Nach einer kurzen Vorstellung durch OStRin i. B. Sigrid Pirkl erhielt Pater Jeremias die Gelegenheit, darüber zu sprechen, warum er gerade dem Augustinerorden angehört und was die Besonderheit dieses Ordens ist. So wurde dieser Orden als ein Bettelorden im Mittelalter gegründet, um in den stark wachsenden Städten Seelsorge zu betreiben. Dass Pater Jeremias sich ganz in diese Tradition stellt, wurde im Laufe der Konferenz schon daran deutlich, dass er seine Hauptaufgabe in der Seelsorge sieht. Die Schülerinnen erhielten in diesem Zusammenhang eindrucksvolle Beschreibungen seiner zahlreichen Aufgaben, die dafür sorgen, dass in seinem Leben trotz der immer gleichen Gebetszeiten nie Langeweile oder Routine aufkommt. Das Gebet sei für ihn keine Last, sondern sorge seinem Empfinden nach dafür, dass man Abstand zu seiner täglichen Arbeit bekommt. In diesem Zusammenhang zitierte er auch den heiligen Augustinus: ‚Wenn du viel Zeit hast, bete. Wenn du keine Zeit hast, bete noch mehr.‛

Die Fragen der Schülerinnen ließen erahnen, wie schwer sie es sich vorstellen konnten, dass man freiwillig auf Besitz und Familie verzichtet. Pater Jeremias erklärte den Mädchen, dass die Entscheidung für so eine Lebensweise nicht von heute auf morgen feststeht, sondern dass es zuvor eines langen Prozesses bedarf. Er fühle sich aber nicht unglücklich im Kloster, sondern eher privilegiert, muss er sich doch nicht um Versicherungen und ähnliches kümmern.

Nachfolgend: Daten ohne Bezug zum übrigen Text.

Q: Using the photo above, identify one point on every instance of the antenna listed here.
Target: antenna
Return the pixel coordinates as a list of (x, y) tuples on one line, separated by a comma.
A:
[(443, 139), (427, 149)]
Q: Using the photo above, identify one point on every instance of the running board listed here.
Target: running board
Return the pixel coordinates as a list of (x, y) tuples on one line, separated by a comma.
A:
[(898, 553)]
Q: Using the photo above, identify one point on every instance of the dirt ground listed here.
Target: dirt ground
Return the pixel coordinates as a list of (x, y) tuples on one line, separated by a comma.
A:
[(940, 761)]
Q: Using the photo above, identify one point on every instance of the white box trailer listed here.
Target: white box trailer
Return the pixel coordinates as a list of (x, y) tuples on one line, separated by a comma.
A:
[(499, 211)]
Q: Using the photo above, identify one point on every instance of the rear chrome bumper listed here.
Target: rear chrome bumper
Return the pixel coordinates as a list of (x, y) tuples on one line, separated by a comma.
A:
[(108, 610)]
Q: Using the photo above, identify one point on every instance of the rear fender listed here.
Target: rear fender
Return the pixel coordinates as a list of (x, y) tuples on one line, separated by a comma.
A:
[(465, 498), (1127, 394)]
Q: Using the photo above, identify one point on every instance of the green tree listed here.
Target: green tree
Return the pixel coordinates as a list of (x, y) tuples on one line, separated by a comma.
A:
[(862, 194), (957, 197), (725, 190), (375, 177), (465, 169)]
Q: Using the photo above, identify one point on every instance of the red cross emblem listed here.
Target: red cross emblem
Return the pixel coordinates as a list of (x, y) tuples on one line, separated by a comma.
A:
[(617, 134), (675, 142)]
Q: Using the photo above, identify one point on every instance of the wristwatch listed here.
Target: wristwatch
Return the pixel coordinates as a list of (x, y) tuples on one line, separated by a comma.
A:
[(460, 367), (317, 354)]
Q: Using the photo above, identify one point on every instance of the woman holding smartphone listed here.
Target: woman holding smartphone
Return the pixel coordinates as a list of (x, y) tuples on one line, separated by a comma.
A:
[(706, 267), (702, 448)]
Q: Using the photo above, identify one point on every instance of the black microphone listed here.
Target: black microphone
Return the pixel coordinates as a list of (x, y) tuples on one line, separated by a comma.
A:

Dies erlaube es ihm, sich voll und ganz seiner Aufgabe zu widmen, das Reich Gottes auf Erden sichtbar werden zu lassen. Um glücklich zu sein, brauche man ohnehin nicht viel Besitz, sondern die Erfahrung, dass man Menschen um sich hat, die es gut mit einem meinen. Und aus zahlreichen Gesprächen im Rahmen der Seelsorge wisse er, dass sich auch verheiratete Menschen manchmal einsam fühlen können – einfach weil wir hier auf der Erde und nicht im Paradies leben. An Kontakten zu anderen Menschen fehle es ihm jedenfalls nicht, hat er doch Mitbrüder in Erfurt, Verwandte in der Oberpfalz und auch mehrere Patenkinder.

Die sehr persönlich gehaltenen Schilderungen des Klosterlebens erlaubten es den Schülerinnen, einen alternativen Lebensentwurf kennenzulernen, wodurch sie wertvolle Impulse für die eigene Lebensgestaltung bekamen.